CHP Genel Başkan Yardımcısı Bülent Kuşoğlu, Cumhurbaşkanlığı seçimlerine ilişkin yaptığı değerlendirmede, “İttifakın adayı tek bir aday olur mu ilk aşamada, sonra mı olur, ortak aday olur mu, herkes kendi adayını mı o ayrı bir konu. Ama bizim partimizin adayı genel başkanımızdır şu an” diyen Kuşoğlu, Milliyet’e verdiği röportajda, “Bu süreci yürütecek kişi de genel başkanımızdır. Günü geldiğinde de karar verilmesi gereken gün geldiğinde de o kararı O verecektir. Biz şimdiden bir başkasını aday göstersek zaten parti olamayız. Aday belirleme gücünü de elimizde tutamayız” ifadelerini kullandı.

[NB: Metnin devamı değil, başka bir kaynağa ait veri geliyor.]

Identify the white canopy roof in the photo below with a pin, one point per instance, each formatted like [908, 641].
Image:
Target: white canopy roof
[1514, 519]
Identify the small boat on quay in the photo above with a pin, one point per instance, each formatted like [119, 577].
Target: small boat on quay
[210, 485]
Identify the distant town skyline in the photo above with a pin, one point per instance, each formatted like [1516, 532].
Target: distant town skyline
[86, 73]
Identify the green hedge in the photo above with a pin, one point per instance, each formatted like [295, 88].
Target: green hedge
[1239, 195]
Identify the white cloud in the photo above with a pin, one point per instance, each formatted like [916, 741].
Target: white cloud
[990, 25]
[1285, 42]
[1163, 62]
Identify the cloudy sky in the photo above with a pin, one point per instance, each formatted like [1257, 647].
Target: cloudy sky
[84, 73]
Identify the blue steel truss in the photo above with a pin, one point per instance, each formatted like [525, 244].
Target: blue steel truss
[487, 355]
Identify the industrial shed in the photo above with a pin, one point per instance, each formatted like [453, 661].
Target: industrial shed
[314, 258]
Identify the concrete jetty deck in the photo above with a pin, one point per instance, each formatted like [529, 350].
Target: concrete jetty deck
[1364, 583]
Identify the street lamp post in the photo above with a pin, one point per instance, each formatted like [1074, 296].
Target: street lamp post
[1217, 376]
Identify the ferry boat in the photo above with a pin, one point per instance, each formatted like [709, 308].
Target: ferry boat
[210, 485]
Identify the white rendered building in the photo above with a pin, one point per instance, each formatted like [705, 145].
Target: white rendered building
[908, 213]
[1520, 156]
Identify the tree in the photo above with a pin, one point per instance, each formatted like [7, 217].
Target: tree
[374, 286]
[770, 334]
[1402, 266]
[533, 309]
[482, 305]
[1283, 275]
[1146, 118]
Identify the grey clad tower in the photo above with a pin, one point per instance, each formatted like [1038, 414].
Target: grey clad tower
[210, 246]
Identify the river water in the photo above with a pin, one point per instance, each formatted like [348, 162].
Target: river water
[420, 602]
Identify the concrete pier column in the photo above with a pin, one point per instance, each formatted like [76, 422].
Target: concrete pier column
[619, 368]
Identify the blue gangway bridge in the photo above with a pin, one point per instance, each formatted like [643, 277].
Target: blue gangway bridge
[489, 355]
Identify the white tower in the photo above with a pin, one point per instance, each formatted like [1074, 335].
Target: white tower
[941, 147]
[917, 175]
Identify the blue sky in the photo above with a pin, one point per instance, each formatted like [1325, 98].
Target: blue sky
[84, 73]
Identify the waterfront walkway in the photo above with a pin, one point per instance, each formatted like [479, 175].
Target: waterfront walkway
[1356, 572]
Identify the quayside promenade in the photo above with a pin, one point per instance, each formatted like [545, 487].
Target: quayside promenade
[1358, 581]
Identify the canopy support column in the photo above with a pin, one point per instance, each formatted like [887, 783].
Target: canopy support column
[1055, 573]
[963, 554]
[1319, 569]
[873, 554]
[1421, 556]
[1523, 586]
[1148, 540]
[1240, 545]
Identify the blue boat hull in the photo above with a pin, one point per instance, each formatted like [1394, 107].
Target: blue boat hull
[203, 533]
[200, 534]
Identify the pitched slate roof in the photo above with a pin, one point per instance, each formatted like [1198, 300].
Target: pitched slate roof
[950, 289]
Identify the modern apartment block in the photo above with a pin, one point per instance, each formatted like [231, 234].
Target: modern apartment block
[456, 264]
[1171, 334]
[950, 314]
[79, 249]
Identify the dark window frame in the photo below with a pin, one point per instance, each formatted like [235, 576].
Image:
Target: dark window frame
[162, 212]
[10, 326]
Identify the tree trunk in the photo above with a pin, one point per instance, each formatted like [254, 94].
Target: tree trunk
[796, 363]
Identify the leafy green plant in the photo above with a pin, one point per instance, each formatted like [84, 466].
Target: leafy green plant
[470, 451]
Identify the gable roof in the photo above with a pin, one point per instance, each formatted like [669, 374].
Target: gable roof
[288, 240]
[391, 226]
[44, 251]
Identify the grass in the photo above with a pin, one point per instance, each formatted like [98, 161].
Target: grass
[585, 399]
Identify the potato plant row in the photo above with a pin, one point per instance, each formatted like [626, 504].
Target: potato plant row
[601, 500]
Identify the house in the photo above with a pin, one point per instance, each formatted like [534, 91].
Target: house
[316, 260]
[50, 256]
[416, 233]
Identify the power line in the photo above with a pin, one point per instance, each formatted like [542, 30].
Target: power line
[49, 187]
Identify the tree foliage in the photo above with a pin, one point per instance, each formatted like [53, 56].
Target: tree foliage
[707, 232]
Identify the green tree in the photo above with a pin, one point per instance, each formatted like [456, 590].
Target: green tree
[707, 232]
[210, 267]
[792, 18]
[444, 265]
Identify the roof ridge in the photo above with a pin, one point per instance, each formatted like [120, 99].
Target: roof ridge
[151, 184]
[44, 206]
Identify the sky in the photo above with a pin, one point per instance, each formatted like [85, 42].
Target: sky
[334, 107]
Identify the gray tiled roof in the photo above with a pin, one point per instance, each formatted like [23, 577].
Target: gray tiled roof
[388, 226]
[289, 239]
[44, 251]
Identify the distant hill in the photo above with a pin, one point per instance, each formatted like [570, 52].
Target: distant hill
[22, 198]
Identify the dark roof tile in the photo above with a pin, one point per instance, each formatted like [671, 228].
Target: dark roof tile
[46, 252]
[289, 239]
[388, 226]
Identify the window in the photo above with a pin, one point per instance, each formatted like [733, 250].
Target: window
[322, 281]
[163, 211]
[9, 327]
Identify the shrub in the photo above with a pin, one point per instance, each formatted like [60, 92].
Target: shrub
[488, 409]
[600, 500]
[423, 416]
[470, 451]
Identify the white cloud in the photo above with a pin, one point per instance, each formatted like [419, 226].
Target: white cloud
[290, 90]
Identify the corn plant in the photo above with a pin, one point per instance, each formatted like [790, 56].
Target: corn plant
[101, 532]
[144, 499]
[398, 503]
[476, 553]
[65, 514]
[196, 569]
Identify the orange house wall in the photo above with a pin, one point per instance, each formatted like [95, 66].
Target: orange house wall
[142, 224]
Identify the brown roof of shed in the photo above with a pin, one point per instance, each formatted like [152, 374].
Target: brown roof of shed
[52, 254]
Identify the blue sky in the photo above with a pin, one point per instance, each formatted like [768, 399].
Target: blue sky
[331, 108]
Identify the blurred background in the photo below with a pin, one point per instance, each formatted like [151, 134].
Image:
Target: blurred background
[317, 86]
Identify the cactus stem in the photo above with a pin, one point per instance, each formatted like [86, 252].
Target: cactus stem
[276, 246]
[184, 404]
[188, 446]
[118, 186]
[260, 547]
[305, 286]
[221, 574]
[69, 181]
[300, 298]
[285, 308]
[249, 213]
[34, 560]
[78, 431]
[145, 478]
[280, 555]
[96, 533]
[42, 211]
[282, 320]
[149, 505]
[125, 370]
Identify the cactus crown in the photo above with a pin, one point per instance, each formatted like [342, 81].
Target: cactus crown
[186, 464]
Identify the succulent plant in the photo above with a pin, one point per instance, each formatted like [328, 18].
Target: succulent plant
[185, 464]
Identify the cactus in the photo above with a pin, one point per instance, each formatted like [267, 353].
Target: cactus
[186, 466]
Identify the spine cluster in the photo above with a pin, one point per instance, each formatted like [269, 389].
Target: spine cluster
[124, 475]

Daha önce, “Sayın Genel Başkanımız, adayımız, Cumhurbaşkanı adayımız Kemal Kılıçdaroğlu’nun sevgi ve sayılarını iletiyorum” açıklaması yapan ve CHP lideri Kemal Kılıçdaroğlu’nun ‘zamansız bir açıklama’ diyerek eleştirdiği Kuşoğlu, bu kez şunları kaydetti:
“Genel başkanımızın doğal olarak oraya aday olmasını istiyoruz, ama öncelik biz de sistemin değişmesidir. Millet İttifakı da öncelikle bunu istiyor. Bu sistemi değiştirebilecek güvenilir, devleti bilen, güvenilebilir birisi Kemal Kılıçdaroğlu’dur. Genel Başkanımız günü geldiğinde ister kendisi olur -tabii ki partinin yetkili kurullarına danışacak partinin adayı ister kendisi olur- ister daha önce olduğu gibi bir başkasını aday gösterir.”
Fahiş fiyat tartışması
“Fahiş fiyat dediği sonuçla ilgili olarak bir şeyler düzeltilecekse onu üretim süreci içerisinde aramak lazım. Yanlışlık burada. Fiyatı düşürmeye çalışıyorlar. Bu son derece yanlış bir iş. Üretim miktarına, arzın ne kadar karşılandığı talep tarafından bunlara bakılmıyor. Fiyat istikrar komiteleriyle, dış müdahalelerle falan hiç yapılabilecek bir şey değil.
‘Aspirin değil, ameliyat’
‘Bu sorunları gördük, hemen bunları giderelim’ öyle bir şey yok. Bu sihirli bir dokunuşla olabilecek bir şey değil. Ameliyat gerektiriyor. Aspirin tedbirlerle yürütülmeyecek kadar önemli bir konu bu. Sonuçta üretim sürecini üretim mimarisini, ekonomik mimariyi değiştirmeyi gerektiriyor. Çünkü finans sisteminden en basit girdi maliyetlerine kadar her şeyi değiştirmenizi, irdelemenizi gerektiriyor. Bu ekonomik bir mimari değişikliği demek. Seçimden önce gerçek anlamda bir ameliyat yapıp yeni bir ekonomi mimarisi inşa edemezsiniz. Sonuçta ameliyat adı üzerinde incitir de. Hastanın bir süre yatırılmasını, ayakta olmamasını gerektirir.”